= Parachute journalism =

Aspect of journalism

Parachute journalism refers to the practice of sending journalists into unfamiliar areas to report on a story in which they have little prior knowledge or expertise. This approach, often used during breaking news events, can lead to inaccurate or distorted reporting due to the journalist's lack of familiarity with the topic, tight deadlines, and reliance on external sources. Unlike foreign correspondents who may live in the area and develop expertise over time, parachute journalists are typically general assignment reporters or well-known figures sent to cover a specific event.

Critics argue that parachute journalism often results in superficial coverage that misrepresents facts and overlooks the broader context of a situation. Journalists involved in parachute reporting may lack in-depth understanding, making them vulnerable to disorientation in unfamiliar environments. They often rely on external sources, such as other media outlets or official statements, which can sometimes be biased or propagandistic.

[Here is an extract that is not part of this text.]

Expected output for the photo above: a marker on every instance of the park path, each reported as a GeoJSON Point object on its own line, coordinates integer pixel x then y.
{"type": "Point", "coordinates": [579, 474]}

Additionally, parachute journalists may have limited local contacts, leading them to depend on freelance stringers for information. This can strain relationships, as stringers may feel overshadowed by the arrival of a high-profile journalist, potentially affecting the quality of reporting. Furthermore, due to time constraints and lack of local knowledge, parachute journalists may forgo comprehensive background research or independent investigations, often relying on pre-departure research conducted in their home country. Another downside is the tendency of parachute journalists to engage in pack journalism, where multiple reporters adopt similar angles or narratives.

Despite these challenges, there are potential benefits to parachute journalism. As outsiders, parachute journalists may offer a fresh perspective, highlighting aspects of a story that local reporters or stringers might overlook. They may also be more adept at identifying elements of the story that would resonate with a global audience.